Unsurprisingly, his first starring role was as an alien in Nicolas Roeg’s 1976 science fiction masterpiece The Man Who Fell To Earth. In it, he plays Thomas Jerome Newton, an extraterrestrial charged with bringing water from Earth to his dying home planet. Unfortunately, he gets sidetracked by the business of assimilation, starting a corporate empire, developing a substance abuse problem and ending up an amateur anthropologist/sensation junkie in front of a giant bank of television screens. It’s an indelible portrayal, a reflection of the semi-detached outsider he fleshed out in his concept albums and stage performances, both hopelessly in love with and horrified by humanity. All alabaster skin and sharp edges topped off by a shock of red hair and those inscrutable (except when they’re not) multi-hued eyes, his distinctive physicality was as essential to his ever-evolving screen persona as his canny exploitation of personas real, fictional and, for that matter, meta-fictional.
Some of that combination of effortless cool and bloodless fragility entered his memorable turn in Tony Scott’s 1983 film The Hunger, in which he and (naturally) Catherine Deneuve play ageless vampires.
There was a man behind the Starman, one who was terrified by the thought of going up in a spaceship and wasn’t above a good joke (see Zoolander and Extras) despite his more solemn personas. But given that most of us never got to fulfill our pipe dreams of getting to know the man, the myth will have to do.
Only, in his case, immortality suddenly appears to have an expiration date, a plot development that now assumes freshly tragic dimension. Starring two of the most beautiful people in the western hemisphere and shaped by Scott’s MTV aesthetic, the film is an evocation of style and atmosphere above all else but it has an air of melancholy about it that’s hard to shake. There’s a goth-tinged touch of the rock star in his John Blaylock but one who knows—even at his physical peak—that his glamour is fleeting.

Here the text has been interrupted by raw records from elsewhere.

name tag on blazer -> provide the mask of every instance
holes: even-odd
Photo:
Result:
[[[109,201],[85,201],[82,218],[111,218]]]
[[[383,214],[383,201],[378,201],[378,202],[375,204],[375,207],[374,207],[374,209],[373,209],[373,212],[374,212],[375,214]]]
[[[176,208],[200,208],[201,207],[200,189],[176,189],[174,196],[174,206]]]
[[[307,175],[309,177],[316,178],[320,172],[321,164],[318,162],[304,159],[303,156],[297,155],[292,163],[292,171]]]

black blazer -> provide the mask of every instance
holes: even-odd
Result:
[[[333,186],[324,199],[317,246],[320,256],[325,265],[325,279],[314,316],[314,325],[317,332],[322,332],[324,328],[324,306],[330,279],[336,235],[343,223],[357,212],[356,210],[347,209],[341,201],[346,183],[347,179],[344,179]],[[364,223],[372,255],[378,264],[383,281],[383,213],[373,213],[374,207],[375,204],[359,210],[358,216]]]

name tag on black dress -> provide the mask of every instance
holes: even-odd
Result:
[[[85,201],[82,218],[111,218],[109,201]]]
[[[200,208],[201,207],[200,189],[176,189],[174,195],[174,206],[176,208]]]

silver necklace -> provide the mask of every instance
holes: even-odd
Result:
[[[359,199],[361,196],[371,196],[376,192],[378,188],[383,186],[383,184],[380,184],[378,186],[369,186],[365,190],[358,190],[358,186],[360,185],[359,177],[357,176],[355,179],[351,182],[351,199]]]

As Deneuve’s Miriam becomes bored with his increasingly decrepit shell, it’s difficult to tell whether the fear in his eyes is over the possibility of losing his life or losing the adoration of his biggest fan. Ever the rock star’s quandary.
Some of his roles were marginally more grounded if no less effective. In Nagisa Oshima’s 1983 film Merry Christmas, Mister Lawrence, Bowie plays Major Jack Celliers, an inmate in a Japanese POW camp, a more self-aware and smoothly coiffed version of Peter O’Toole in Lawrence of Arabia. His intensity and off-kilter sensuousness made for a few good villains, most memorably in Martin Scorsese’s 1988 Jesus picture The Last Temptation of Christ. Bowie’s unsettlingly sexual Pontius Pilate takes what could have been another staidly two-dimensional Biblical character and launches him in the oddest of directions.
There are multiple books to be written about Bowie in films. We could talk about the way his music added an essential element to the work of other filmmakers—in that unforgettable Lost Highway credits sequence, in Greta Gerwig’s exhilarating dance through Manhattan to the strains of “Modern Love” in
Frances Ha, and so many other scenes besides. There’s his not-so-invisible influence on queer cinema, reaching out through individual artistic and political filters into the work of directors like John Cameron Mitchell and Todd Haynes. To try and list the more indirect ways in which he affected modern cinema would be like trying to count grains of sand in a Martian desert. Or perhaps the best way to end griefstricken ramblings is to stop the mythologizing for a moment and celebrate the human being. There was a man behind the Starman, one who was terrified by the thought of going up in a spaceship and wasn’t above a good joke (see Zoolander and Extras) despite his more solemn personas.
A man who loved his wife Iman and nurtured the creative spark in his talented son, the filmmaker Duncan Jones. But given that most of us never got to fulfill our pipe dreams of getting to know the man, the myth will have to do.